By Monica Chan (VI)

On Friday, the thirteenth of November, I had a free period first block. My mom told me to “drive safely, it’s Friday the thirteenth.” The night before, our robot had run into a few bugs, so I decided to use my free period to go into school and try some fixes. I was really groggy that morning, bitter about sacrificing the extra hour of sleep I could have gotten as I sipped my coffee driving to school. As I turned on the robot, I posted an annoyed selfie on my private Snapchat story, captioning it, “Why am I here?” I then put my phone down and proceeded to test my code. It was all still normal. 

When the announcement was made that we were transitioning to fully remote learning, our robotics team worked in a frenzy. In a blur, we packed away the necessities, and I pulled my car around to the arts wing to load it up with everything we thought we might need in the next month. As I drove out of the familiar Pingry driveway, the sun was just setting, the sky a depressing shade of purplish grey. The time was 4:58, the first day that week I’d headed home before 5:30. It was during that drive home that it all settled inside my mind. I thought back to that picture I had posted on my private story, and a sense of regret swelled inside me. I thought to myself, “This morning may have been my last normal hour of robotics.” That’s when I realized the false sense of security that had brewed was suddenly gone. I felt the bottom of my stomach drop to the floor.

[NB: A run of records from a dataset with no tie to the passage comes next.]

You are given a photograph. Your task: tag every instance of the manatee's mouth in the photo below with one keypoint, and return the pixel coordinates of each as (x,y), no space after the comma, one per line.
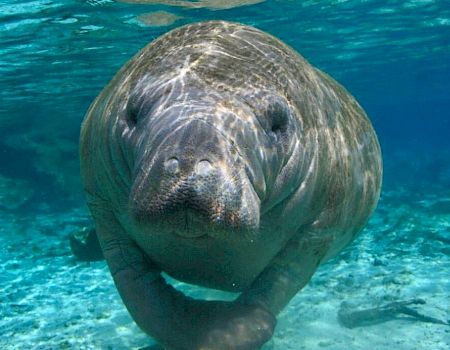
(188,224)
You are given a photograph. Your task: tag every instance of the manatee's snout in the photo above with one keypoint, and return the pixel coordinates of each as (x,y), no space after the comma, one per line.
(194,181)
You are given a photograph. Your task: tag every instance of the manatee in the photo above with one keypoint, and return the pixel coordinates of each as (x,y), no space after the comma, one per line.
(219,156)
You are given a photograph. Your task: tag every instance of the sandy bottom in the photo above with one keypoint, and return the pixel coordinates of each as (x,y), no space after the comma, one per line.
(48,300)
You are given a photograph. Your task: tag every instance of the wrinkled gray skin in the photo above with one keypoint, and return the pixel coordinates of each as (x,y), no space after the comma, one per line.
(221,157)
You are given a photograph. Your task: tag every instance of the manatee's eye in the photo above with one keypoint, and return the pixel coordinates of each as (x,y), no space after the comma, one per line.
(278,119)
(138,108)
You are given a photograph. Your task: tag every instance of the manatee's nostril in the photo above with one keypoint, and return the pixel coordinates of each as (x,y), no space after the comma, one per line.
(172,166)
(203,168)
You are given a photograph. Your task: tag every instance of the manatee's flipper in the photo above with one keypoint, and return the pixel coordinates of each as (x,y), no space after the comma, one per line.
(174,320)
(289,271)
(85,245)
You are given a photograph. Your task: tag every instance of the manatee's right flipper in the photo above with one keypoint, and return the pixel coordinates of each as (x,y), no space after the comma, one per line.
(85,245)
(173,319)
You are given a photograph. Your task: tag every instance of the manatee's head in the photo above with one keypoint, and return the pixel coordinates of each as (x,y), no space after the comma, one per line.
(212,152)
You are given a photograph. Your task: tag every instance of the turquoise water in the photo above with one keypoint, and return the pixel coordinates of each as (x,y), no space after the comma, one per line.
(393,56)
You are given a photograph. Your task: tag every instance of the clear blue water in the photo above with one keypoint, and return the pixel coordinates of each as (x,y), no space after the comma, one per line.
(55,57)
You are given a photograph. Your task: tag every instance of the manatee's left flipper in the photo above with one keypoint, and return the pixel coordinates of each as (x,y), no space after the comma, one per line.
(289,271)
(85,245)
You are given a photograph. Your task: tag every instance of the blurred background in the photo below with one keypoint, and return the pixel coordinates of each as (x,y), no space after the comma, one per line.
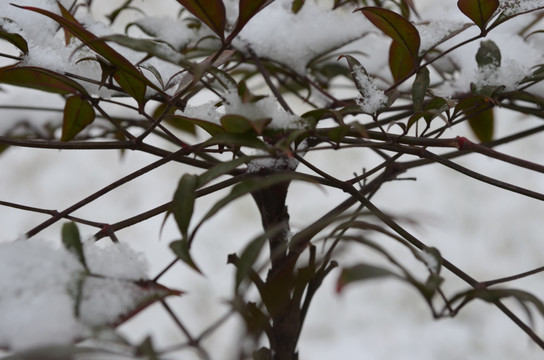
(487,232)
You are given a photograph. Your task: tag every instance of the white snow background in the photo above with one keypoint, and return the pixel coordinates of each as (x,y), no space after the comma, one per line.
(488,233)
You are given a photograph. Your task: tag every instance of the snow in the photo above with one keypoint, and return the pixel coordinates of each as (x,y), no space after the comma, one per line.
(295,40)
(37,308)
(373,98)
(267,107)
(39,283)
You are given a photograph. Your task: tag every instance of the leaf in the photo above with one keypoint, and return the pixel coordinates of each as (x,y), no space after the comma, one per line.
(401,63)
(78,114)
(361,272)
(251,185)
(479,11)
(419,88)
(246,10)
(134,86)
(227,139)
(158,49)
(15,39)
(181,249)
(479,111)
(210,12)
(184,200)
(238,124)
(72,241)
(248,257)
(396,27)
(95,43)
(221,168)
(210,127)
(153,292)
(40,79)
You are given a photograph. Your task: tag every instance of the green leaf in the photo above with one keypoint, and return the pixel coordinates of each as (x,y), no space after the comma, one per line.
(72,241)
(155,48)
(40,79)
(251,185)
(419,88)
(221,169)
(78,114)
(248,257)
(184,201)
(361,272)
(401,63)
(396,27)
(479,11)
(246,10)
(134,86)
(488,54)
(181,249)
(15,39)
(238,124)
(210,12)
(210,127)
(95,43)
(479,111)
(227,139)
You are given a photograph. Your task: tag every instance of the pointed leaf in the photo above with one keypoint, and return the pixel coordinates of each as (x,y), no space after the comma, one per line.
(227,139)
(72,241)
(210,12)
(238,124)
(479,11)
(246,10)
(134,86)
(15,39)
(184,201)
(78,114)
(95,43)
(419,88)
(401,63)
(221,168)
(488,54)
(40,79)
(479,112)
(248,257)
(251,185)
(361,272)
(396,27)
(181,249)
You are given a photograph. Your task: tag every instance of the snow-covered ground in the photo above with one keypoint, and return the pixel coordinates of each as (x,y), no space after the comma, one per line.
(488,233)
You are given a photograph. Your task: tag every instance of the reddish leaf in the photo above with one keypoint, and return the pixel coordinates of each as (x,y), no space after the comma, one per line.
(479,11)
(210,12)
(248,9)
(40,79)
(419,88)
(401,63)
(78,113)
(95,43)
(184,202)
(479,112)
(396,27)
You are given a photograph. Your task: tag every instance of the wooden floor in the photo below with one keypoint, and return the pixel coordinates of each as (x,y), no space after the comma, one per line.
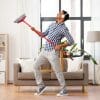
(27,93)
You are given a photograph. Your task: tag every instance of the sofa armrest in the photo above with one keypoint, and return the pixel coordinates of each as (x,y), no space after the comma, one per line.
(85,72)
(17,68)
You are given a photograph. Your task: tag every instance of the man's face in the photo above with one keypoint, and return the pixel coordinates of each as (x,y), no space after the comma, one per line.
(60,17)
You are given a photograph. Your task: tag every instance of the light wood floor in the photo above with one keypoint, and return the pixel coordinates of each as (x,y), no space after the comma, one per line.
(27,93)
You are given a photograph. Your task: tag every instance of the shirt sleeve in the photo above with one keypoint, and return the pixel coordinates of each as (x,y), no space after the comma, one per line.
(68,36)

As a junior during the initial lockdown, I thought that at least the 2020-21 school year would be normal. I’d still have a chance to savor that last bit of high school life. I’d treasure it. I wouldn’t complain again about the long hours and the late nights. Yet, as school started, we all fell back into the pattern of complaining about our coursework, the face shields in AP Physics, and how Computer Science now took second lunch. We droned on the things we had all missed about being at Pingry. We hadn’t savored it, even though we had all said that we would. We became absorbed in ourselves again. Returning to school gave us a false sense of security about high school and our stay there. All too soon, the awe of our return wore off and we returned to our normal habits and dreaded class. My annoyed expression on my story exemplifies that idea. In retrospect, I regret posting it, and complaining about the extracurricular I had so sorely missed during the full lockdown. 

 Friday, November 13th, 2020. We all knew something unlucky was going to happen, but it wasn’t the fact that Pingry closed. It wasn’t the fact that our team was going to miss our robotics competition, or that Form VI would miss our in-service day the next Monday. It was the universe telling me I hadn’t kept my promise. It was showing the entire community how delicate our bubble really is, how fast it can all evaporate. 

The robot sits near my workspace in the kitchen now, along with boxes of materials that we still have labeled from our trip to the 2019 World Championships in Detroit, a much simpler time in retrospect because we didn’t have to savor it as we had promised to do now. The robot is a physical reminder of the normalcy of school that I try to emulate at home, just like the rest of us are attempting to build our own Pingry bubble at home. Except there’s no laughter from my team, no frustrated sighs when the machines don’t work, no amusing confused expressions of the freshmen when code doesn’t work as expected. And that gap can’t be filled when we are remote. You can’t reform a bubble when it is popped; you can only blow a new one.